Tecnologia

Engenharia Social – Tipos comuns de ataque

Vimos na postagem anterior que Engenharia Social é o termo utilizado para a obtenção de informações importantes de uma empresa, através de seus usuários e colaboradores. Essas informações podem ser obtidas pela ingenuidade ou confiança. Os ataques desta natureza podem ser realizados através de telefonemas, envio de mensagens por correio eletrônico, salas de bate-papo e pasmem, até mesmo pessoalmente.

Já foram identificados casos em que alguém, se passando por um funcionário do suporte técnico de um provedor de acesso Internet, telefonou para um usuário informando que a conexão estava com algum tipo de problema e que para consertar necessitava da sua senha.

O usuário, na sua ingenuidade, fornece a senha e depois vai ver no extrato mensal do provedor que utilizou muito mais recursos do que realmente o tinha feito.

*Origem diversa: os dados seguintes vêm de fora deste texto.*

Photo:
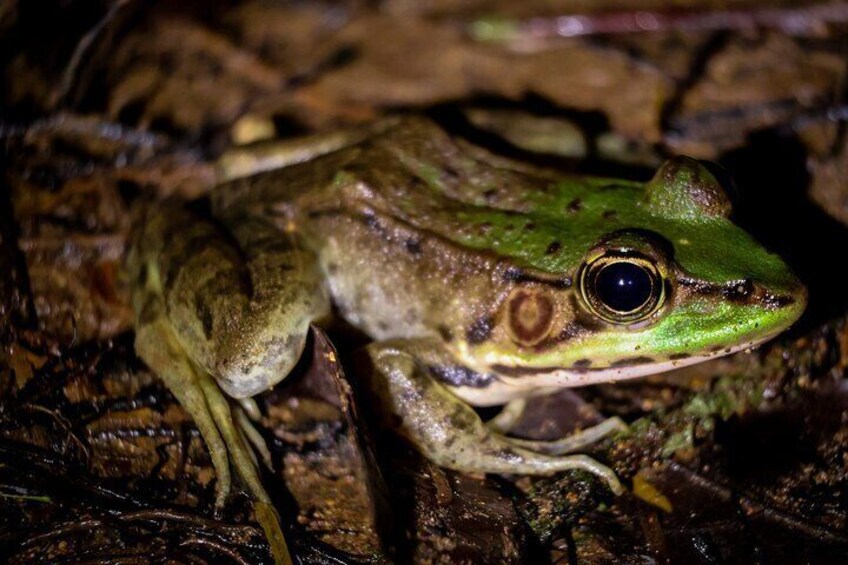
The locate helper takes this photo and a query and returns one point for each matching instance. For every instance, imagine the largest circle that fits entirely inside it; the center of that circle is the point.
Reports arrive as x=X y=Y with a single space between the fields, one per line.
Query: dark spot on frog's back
x=457 y=375
x=519 y=275
x=204 y=314
x=445 y=332
x=480 y=330
x=413 y=246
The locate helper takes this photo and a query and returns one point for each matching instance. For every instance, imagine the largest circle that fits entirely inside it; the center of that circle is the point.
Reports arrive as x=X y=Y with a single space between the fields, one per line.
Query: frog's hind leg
x=201 y=314
x=156 y=344
x=512 y=411
x=447 y=430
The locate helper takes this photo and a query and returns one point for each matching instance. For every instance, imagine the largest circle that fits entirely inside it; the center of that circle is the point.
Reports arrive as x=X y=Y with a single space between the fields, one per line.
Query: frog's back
x=419 y=233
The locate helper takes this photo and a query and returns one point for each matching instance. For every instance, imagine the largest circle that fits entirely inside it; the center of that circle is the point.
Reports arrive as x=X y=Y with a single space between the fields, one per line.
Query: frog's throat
x=510 y=383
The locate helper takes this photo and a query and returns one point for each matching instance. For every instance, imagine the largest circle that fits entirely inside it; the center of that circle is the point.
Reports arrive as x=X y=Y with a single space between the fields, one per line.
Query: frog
x=480 y=281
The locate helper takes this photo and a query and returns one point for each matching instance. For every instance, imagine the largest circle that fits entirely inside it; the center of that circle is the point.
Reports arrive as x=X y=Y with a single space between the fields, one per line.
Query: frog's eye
x=622 y=289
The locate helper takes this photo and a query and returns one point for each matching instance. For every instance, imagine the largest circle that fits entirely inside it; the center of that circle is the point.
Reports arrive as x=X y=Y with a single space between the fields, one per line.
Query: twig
x=789 y=20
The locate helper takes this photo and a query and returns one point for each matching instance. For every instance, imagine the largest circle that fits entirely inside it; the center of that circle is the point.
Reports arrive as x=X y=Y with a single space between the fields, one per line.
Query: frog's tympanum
x=481 y=281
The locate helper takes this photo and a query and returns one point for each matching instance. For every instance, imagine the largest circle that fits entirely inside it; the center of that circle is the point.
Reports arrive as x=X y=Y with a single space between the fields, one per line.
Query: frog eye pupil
x=623 y=287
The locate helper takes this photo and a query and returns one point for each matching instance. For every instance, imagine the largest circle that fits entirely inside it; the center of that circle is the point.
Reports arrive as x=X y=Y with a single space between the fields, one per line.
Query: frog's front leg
x=447 y=430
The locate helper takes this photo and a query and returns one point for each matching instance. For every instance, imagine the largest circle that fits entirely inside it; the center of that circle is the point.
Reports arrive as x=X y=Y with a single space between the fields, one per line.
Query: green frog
x=482 y=281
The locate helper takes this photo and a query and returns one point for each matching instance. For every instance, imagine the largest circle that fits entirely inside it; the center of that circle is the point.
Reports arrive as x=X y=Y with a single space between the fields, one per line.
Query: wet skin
x=481 y=281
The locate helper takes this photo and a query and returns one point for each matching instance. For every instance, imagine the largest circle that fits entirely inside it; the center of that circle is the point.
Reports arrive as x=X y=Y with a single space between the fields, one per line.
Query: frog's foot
x=512 y=411
x=448 y=431
x=222 y=427
x=574 y=442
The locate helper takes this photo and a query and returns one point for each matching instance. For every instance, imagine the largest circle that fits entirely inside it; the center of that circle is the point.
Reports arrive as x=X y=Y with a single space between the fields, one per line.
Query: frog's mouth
x=507 y=382
x=621 y=369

Outras técnicas muito utilizadas na Internet são os sites anônimos que prometem muitas coisas com acesso grátis, bastando você fornecer a eles seu nome de usuário e senha. Na verdade, trata-se de um ataque de engenharia social, e eles utilizarão estas informações para conseguir coisas extras sim, mas para eles! Com o crescente avanço da tecnologia, as empresas estão dedicando uma boa parte do tempo para resolver os problemas técnicos de segurança. São investidos muitos recursos para garantir a segurança de servidores e aplicações, e devido a esta consciência que hoje está bem evoluída, as técnicas de ataques têm se aprimorado.

Tentar invadir um site ou uma empresa torna-se um desafio ainda maior, e nesta situação, a engenharia social vem tendo destaque e passa a ser a nova moda. Recentemente, um amigo meu que trabalha em uma empresa de tecnologia foi vítima de uma tentativa desta natureza. Chegou em sua conta de correio eletrônico na empresa uma mensagem de uma universitária, na qual ela solicitava ajuda para a confecção de um trabalho acadêmico.

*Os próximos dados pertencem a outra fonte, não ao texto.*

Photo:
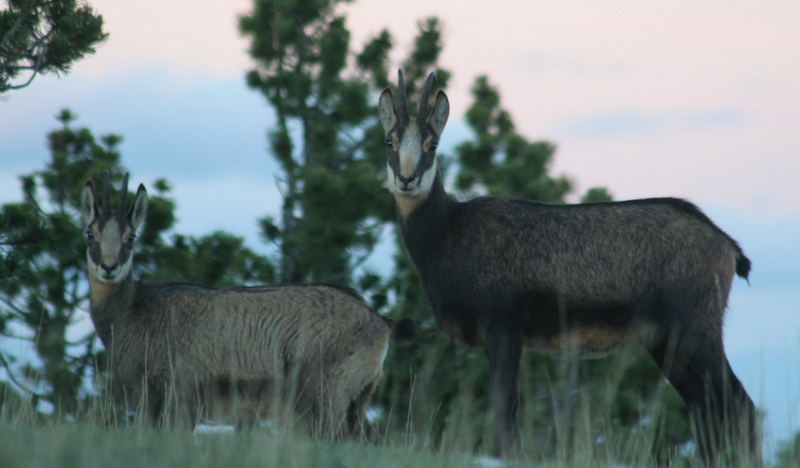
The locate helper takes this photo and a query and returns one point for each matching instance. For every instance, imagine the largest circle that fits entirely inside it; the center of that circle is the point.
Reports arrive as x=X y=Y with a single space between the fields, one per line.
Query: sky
x=698 y=100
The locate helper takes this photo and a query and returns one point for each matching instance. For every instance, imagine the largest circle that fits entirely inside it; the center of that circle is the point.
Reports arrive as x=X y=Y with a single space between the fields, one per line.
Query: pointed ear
x=386 y=111
x=441 y=110
x=139 y=209
x=88 y=204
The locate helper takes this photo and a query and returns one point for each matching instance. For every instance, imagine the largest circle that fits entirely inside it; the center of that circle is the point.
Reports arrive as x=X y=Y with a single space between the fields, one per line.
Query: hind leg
x=357 y=424
x=723 y=414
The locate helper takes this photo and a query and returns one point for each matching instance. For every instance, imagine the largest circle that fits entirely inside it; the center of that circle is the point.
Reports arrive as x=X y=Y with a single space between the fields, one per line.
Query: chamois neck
x=109 y=302
x=435 y=197
x=425 y=226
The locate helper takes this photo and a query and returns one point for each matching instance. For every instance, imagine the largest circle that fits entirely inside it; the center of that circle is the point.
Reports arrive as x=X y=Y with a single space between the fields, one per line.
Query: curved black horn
x=123 y=198
x=422 y=115
x=106 y=193
x=402 y=105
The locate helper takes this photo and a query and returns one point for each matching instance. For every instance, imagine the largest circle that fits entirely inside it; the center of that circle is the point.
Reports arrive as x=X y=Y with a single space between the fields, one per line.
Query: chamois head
x=111 y=230
x=411 y=141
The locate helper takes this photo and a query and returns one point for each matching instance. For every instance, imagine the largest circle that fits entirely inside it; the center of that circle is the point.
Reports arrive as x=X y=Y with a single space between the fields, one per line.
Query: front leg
x=504 y=347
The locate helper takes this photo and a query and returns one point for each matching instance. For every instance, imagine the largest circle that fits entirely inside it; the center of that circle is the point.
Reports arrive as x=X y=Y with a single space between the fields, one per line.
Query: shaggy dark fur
x=503 y=273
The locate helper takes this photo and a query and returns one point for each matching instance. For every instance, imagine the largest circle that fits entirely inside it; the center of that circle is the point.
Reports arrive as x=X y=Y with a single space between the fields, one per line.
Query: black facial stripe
x=94 y=251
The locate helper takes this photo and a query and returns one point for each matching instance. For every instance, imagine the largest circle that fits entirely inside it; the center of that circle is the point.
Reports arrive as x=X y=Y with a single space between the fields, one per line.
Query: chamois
x=188 y=351
x=503 y=274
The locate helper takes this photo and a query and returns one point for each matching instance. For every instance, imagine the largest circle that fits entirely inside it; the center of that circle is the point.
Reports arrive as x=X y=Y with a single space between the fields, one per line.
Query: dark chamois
x=227 y=354
x=502 y=274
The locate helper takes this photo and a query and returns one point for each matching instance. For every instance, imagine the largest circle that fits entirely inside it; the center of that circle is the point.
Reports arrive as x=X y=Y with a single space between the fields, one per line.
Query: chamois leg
x=504 y=349
x=723 y=413
x=357 y=424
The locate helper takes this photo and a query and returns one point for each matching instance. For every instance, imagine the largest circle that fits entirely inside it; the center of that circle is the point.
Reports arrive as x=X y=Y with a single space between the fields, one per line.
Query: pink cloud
x=557 y=63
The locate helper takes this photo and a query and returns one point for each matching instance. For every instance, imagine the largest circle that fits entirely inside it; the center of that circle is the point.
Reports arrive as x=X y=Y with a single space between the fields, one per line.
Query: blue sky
x=676 y=101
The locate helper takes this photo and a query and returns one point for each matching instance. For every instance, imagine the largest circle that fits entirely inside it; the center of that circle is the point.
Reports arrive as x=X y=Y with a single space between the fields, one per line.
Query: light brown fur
x=183 y=352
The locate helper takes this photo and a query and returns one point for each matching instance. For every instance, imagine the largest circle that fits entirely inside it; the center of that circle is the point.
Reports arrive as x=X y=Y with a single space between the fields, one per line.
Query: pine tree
x=43 y=284
x=326 y=138
x=44 y=36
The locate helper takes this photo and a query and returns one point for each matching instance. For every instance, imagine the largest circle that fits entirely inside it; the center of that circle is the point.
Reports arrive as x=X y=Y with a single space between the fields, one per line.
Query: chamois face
x=411 y=141
x=111 y=231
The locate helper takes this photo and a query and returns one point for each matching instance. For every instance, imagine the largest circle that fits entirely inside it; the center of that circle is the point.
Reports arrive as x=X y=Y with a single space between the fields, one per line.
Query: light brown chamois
x=502 y=274
x=182 y=353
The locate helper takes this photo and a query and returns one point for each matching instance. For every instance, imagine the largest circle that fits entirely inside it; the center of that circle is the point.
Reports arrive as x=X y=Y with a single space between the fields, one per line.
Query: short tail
x=742 y=265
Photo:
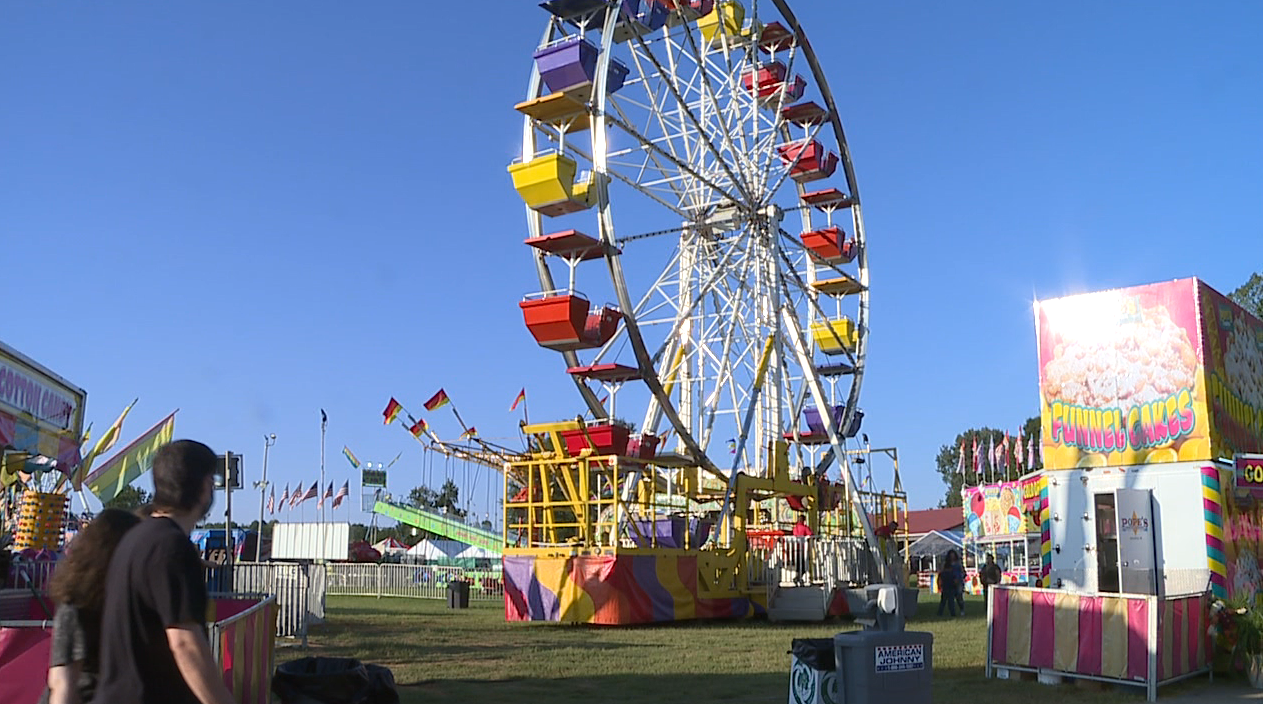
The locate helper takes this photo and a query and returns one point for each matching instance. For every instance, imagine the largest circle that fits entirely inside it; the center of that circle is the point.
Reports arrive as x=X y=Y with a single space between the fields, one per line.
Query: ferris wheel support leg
x=760 y=374
x=795 y=334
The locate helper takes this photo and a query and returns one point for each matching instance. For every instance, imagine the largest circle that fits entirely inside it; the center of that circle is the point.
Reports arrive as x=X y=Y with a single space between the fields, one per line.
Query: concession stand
x=1148 y=396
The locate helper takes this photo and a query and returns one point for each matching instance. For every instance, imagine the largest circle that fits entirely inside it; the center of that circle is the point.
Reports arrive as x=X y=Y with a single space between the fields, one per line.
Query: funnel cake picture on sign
x=1120 y=377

Mesmo sendo muito simpática, bastaram duas trocas de mensagens para que a universitária simplesmente desaparecesse. O meu amigo perguntou como ela havia obtido informações a respeito de seu nome e endereço eletrônico e ela forneceu uma resposta inconsistente.

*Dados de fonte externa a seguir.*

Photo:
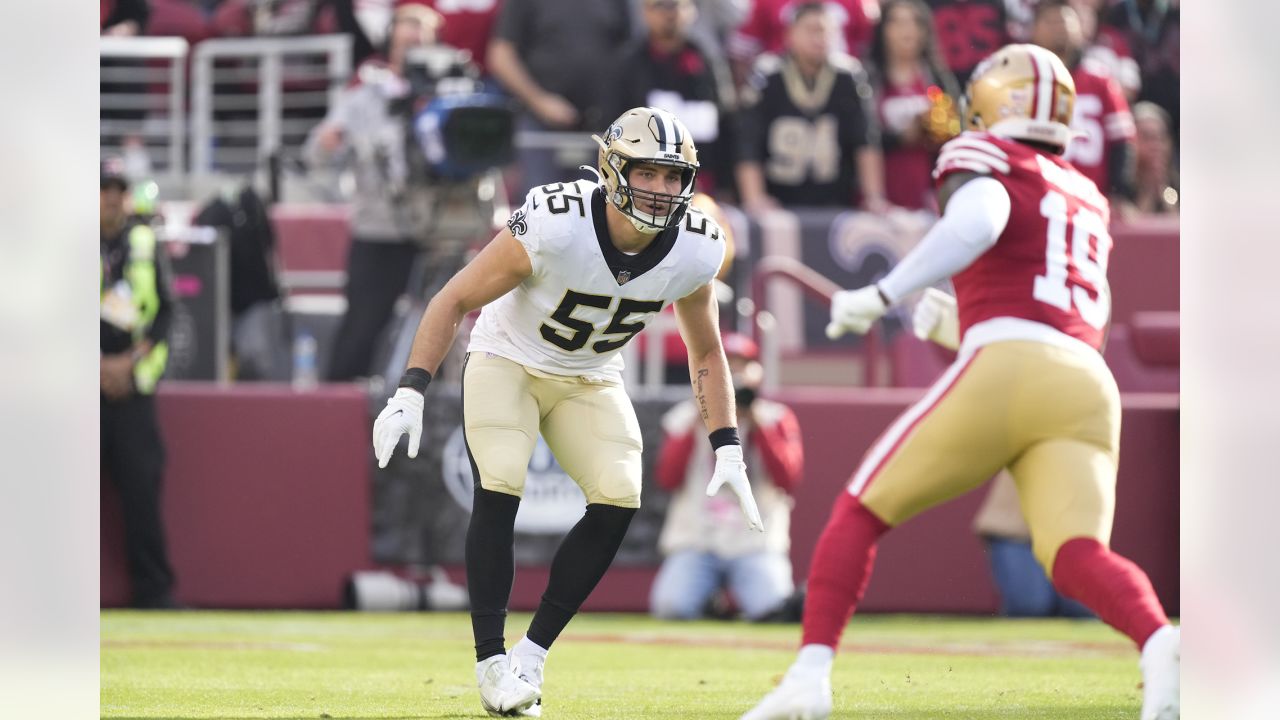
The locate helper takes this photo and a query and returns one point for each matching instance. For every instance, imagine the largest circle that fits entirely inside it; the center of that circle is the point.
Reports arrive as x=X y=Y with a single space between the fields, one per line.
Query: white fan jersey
x=585 y=299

Este exemplo aponta para um lado que deve ser muito bem observado por todos, que é o fator emocional. Os ataques de engenharia social por correio eletrônico têm sido realizados com maior frequência através de mensagens de mulheres para homens e vice-versa.

Este ataque motivado pelo fator emocional é também muito utilizado nas salas de chat. Meninas que se dizem jovens, atraentes e de bom papo, podem ser na verdade um verdadeiro farsante, que manipula os sentimentos das pessoas para fisgar uma informação preciosa.

Há de se ter muito cuidado também com os documentos impressos dentro da empresa. Papéis amassados e jogados no lixo são um convite para fraudadores. Precisamos estar atentos também com as informações a respeito da empresa.

A divulgação de nomes, funções, ramais, endereço eletrônico e outros dados a respeito da estrutura organizacional da empresa podem ser utilizadas por pessoas maliciosas. Em muitas organizações é comum encontrarmos uma lista na entrada dos corredores de acesso, ou na mesa das secretárias, contendo o nome, identificação eletrônica do usuário e função exercida pelo mesmo na empresa.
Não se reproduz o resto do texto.